Concurrency Problem with Intel MKL BLAS

nunoxic · ‎09-14-2011

I am implementing a code (Iterative Matrix Solver : Language is Fortran) which basically works like this :

while (error < tolerance OR iterations < max iterations)

{

Few DGEMV

Few DDOT

Few DNRM

}

The problem is as follows :

1. The time required for solving increases erratically with the increase in number of threads.

I put it in a loop which works like (Not actual code)

export MKL_DYNAMIC=FALSE

for i=1 to 8

export MKL_NUM_THREADS=i

end

The CPU usage is in accordance with the number of threads at all times (For instance, 200% for 2 threads, 800% for 8 threads etc.) but the lowest time (and hence best performance) is observed at 2 Threads which is bothering me.

2. I am linking my program as :

ifort -fp-model source ParaQMR.f90 -xSSE3 -lmkl_blas95 -lmkl_intel -lmkl_intel_thread -lmkl_core -liomp5 -lpthread -m32 && time ./a.out

(I can attach the source code but it will be of no real use since the code reads data from a 2 GB text file which obviously I can't upload)

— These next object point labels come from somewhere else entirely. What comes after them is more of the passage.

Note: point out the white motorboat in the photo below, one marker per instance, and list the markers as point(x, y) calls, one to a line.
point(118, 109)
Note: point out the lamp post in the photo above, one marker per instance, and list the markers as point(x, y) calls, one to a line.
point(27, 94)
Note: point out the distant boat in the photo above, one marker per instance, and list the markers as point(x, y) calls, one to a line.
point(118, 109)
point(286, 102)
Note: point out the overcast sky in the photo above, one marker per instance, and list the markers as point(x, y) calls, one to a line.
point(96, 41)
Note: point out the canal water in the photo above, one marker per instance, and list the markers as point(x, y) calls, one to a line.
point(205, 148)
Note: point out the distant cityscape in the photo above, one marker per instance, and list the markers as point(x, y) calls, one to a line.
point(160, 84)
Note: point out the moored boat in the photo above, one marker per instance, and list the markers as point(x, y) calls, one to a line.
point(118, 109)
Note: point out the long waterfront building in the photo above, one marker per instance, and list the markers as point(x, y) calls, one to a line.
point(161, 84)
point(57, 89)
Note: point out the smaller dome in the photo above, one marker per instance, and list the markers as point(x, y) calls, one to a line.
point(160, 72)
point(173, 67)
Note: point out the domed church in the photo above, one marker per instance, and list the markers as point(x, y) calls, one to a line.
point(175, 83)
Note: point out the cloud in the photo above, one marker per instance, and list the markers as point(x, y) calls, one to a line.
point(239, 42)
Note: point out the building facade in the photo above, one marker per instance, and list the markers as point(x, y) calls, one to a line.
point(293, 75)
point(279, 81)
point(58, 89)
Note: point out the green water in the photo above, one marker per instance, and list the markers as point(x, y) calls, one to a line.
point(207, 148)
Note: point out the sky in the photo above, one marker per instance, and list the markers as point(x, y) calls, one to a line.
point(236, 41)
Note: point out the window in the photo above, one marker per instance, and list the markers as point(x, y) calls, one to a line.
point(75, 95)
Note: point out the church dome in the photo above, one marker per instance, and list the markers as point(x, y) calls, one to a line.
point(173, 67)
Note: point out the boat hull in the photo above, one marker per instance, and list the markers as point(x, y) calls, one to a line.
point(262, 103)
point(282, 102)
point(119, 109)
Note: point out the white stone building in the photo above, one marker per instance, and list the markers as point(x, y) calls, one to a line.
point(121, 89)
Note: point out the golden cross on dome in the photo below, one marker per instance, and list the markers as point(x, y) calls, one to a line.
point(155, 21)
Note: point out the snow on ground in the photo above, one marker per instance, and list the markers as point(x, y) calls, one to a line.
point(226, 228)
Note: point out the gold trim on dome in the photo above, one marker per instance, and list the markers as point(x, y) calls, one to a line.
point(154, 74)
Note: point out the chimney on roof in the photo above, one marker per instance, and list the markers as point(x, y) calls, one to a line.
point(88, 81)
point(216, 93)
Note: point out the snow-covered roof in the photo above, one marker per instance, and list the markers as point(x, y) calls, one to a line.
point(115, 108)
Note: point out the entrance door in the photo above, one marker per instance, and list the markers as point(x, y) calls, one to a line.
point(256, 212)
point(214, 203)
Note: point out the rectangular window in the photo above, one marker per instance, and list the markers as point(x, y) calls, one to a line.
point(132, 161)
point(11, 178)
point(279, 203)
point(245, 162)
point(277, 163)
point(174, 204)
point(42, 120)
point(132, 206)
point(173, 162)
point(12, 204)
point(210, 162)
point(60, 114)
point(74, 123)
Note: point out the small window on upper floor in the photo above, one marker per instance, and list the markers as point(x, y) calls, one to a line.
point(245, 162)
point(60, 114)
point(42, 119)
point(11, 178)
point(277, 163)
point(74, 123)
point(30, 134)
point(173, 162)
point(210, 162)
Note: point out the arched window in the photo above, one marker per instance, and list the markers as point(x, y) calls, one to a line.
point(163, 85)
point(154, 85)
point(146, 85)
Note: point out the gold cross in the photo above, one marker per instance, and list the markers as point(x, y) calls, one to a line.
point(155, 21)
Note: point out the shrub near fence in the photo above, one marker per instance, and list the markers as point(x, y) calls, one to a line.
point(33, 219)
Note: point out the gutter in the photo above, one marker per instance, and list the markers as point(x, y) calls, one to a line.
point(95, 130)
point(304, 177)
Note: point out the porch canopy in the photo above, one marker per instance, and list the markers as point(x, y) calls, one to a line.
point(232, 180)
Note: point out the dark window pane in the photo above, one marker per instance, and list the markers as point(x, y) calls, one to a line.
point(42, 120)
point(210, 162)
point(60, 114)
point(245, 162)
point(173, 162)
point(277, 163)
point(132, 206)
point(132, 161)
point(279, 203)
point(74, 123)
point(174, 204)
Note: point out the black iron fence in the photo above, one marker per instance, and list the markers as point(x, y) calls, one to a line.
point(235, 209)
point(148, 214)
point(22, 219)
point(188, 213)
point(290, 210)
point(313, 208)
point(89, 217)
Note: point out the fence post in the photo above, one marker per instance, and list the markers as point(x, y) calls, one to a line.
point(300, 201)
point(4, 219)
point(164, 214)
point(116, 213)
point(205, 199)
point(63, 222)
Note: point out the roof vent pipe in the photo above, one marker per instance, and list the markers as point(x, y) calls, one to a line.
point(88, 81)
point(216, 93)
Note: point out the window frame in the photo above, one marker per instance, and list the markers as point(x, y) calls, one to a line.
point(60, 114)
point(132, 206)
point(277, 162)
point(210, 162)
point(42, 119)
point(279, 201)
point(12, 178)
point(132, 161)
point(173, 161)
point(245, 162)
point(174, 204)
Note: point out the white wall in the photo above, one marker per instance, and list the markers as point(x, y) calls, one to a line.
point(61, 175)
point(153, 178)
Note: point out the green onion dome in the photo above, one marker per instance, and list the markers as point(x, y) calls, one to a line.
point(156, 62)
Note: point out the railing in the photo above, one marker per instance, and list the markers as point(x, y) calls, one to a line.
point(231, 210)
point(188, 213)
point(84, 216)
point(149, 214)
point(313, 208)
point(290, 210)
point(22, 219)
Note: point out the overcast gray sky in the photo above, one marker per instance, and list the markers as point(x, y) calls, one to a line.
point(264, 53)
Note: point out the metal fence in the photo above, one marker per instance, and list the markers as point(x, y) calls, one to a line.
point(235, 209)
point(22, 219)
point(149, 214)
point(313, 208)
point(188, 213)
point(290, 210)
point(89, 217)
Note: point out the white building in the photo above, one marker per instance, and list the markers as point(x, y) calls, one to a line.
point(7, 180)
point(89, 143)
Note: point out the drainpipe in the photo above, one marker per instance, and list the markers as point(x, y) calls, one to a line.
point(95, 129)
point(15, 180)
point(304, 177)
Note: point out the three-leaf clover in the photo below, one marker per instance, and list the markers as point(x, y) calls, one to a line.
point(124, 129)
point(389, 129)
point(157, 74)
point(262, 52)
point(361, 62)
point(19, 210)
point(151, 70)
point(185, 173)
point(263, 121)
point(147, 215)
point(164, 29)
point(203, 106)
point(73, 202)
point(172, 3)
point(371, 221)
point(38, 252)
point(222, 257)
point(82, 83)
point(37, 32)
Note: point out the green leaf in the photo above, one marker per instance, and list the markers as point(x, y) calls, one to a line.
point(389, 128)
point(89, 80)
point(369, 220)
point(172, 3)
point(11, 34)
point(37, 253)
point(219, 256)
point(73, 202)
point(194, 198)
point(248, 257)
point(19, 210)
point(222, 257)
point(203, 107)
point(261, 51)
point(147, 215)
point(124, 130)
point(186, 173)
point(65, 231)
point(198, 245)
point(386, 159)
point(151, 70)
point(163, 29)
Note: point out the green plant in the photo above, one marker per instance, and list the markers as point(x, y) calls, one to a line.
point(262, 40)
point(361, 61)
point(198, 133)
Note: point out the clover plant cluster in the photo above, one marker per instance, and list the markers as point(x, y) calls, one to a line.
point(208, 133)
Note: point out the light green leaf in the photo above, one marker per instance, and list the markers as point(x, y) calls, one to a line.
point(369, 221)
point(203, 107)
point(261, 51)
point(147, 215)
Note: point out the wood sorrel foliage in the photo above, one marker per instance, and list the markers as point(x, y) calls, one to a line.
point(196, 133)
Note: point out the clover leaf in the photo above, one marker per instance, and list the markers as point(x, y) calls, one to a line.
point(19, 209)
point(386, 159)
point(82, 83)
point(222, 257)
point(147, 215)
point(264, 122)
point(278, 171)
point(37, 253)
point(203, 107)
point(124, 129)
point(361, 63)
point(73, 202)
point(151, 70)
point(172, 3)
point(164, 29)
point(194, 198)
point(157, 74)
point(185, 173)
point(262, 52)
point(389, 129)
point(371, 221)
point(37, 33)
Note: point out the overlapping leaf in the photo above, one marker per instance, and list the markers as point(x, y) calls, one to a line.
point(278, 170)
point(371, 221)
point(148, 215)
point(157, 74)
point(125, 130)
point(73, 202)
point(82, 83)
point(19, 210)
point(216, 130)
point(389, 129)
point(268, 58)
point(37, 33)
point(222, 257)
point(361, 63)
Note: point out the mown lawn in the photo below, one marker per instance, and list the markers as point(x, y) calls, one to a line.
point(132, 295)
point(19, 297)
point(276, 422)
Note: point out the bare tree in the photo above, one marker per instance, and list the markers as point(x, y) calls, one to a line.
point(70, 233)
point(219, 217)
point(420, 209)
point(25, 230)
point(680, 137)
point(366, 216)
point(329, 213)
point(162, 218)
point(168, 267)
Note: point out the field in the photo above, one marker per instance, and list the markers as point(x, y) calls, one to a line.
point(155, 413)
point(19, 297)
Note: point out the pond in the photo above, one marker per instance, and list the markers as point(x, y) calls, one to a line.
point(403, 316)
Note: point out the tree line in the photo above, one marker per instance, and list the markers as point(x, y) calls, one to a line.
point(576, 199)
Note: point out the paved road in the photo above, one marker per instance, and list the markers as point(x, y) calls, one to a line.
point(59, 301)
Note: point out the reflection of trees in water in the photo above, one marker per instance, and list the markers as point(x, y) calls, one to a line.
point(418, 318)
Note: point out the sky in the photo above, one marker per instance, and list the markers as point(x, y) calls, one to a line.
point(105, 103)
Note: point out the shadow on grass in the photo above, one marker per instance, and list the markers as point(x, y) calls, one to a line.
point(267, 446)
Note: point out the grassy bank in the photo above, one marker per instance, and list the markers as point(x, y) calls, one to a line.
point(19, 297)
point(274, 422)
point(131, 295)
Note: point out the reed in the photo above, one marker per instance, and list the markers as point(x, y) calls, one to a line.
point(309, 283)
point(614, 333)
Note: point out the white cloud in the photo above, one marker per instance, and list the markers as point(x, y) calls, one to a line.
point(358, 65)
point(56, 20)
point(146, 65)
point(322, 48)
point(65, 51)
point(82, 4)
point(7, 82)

My hardware is Intel Xeon with 8 cores 8 threads. (32 bit Ubuntu 10.04 < I know 32 bit is a mistake but I doubt it will make a difference)

3. I tried VTune and although I am not a computer major or something, I tried my level best at interpreting the results and what I feel from the graph below is that most of the the time is spent creating and destroying threads each time a new iteration starts. But I am not so sure. Is there any way to circumvent this problem ?

I tried everything but nothing seems to work

I have tried :

1. Using my own Matrix-Vector Multiplication code. It suffers immensely when compared to MKL BLAS.

2. Intel Inspector. Didn't seem to make head or tail of what was happening.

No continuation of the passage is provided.